Making Science Pictures More Honest and Reliable: PixelQuality’s Mission
Researchers use powerful microscopy methods to capture stunning biological processes. The generated images document and communicate scientific findings in publications. Images need to be explained and processed correctly to preserve and represent the result properly. Missing explanations or incorrect processing can degrade the scientific result.
Christopher Schmied and Helena Jambor led a global initiative with currently 149 members composed of imaging experts from academia, industry, and scientific publishers to improve the quality of published images. Over the last 3 years, they formulated clear and easy-to-use guidelines for the publication of images and image analysis. These guidelines were published in Nature Methods in 2024 and marked a significant step toward improving the reliability of visual data in scientific literature https://doi.org/10.1038/s41592-023-01987-9.
The next goals of PixelQuality are as follows:
1. Create open-source training material based on the published guidelines. 2. To widely disseminate the training material and the guidelines to make them common scientific practice.
3. Update the guidelines to the emerging impact of the usage of artificial intelligence (AI) in the processing, analysis, and generation of images.
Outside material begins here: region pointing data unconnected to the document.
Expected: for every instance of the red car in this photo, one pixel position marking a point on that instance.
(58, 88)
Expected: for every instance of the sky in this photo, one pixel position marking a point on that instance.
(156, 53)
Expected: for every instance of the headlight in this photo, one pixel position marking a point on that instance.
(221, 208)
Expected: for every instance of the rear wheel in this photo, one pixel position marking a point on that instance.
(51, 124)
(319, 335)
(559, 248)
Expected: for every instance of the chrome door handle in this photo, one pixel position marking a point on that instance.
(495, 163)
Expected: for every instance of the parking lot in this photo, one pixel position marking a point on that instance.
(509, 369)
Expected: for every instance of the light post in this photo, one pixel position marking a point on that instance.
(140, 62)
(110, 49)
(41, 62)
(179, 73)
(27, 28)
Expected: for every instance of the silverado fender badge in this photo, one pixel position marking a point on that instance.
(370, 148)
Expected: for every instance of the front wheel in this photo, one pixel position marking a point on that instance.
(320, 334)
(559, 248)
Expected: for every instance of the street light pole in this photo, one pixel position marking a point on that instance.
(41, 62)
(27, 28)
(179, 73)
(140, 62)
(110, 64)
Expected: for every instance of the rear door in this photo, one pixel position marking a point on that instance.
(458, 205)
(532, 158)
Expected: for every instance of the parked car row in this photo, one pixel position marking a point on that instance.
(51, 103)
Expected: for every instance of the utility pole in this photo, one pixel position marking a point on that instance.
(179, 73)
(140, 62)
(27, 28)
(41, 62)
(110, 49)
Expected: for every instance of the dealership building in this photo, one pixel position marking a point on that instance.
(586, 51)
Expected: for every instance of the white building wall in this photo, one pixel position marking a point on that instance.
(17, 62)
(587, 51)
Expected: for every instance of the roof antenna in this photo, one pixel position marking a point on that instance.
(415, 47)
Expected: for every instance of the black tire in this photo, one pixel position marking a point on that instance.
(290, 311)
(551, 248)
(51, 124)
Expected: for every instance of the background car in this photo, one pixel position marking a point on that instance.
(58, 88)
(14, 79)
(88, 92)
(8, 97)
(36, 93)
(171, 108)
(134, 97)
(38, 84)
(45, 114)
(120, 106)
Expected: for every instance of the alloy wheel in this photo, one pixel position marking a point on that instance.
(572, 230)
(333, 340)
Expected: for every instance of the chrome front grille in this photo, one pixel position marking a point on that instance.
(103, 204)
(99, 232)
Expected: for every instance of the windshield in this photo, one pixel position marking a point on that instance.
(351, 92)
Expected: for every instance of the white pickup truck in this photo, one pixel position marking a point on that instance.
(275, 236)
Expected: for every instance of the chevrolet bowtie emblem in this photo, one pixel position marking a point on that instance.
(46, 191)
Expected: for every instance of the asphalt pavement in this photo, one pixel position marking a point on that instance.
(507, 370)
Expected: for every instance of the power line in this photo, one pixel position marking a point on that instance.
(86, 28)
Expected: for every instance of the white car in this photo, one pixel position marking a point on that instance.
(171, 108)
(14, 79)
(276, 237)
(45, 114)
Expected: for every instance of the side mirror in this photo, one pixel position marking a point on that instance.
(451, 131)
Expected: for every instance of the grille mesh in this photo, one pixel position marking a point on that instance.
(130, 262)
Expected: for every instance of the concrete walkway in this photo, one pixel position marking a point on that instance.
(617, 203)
“Transparency is crucial when publishing scientific results including results based on image data,” said Dr. Schmied, co-founder of the PixelQuality project. “Our guidelines and the training this project will generate, give researchers clear instructions on how to achieve such transparency when publishing images and the results of image analysis including the use of AI.”
Ultimately, PixelQuality aspires to foster cross-disciplinary consensus on image quality standards, reinforcing trust in scientific publications by ensuring that the images used in research are as accurate as possible, and in the long term also benefiting other fields that reply in images like materials science, geology, and medical imaging.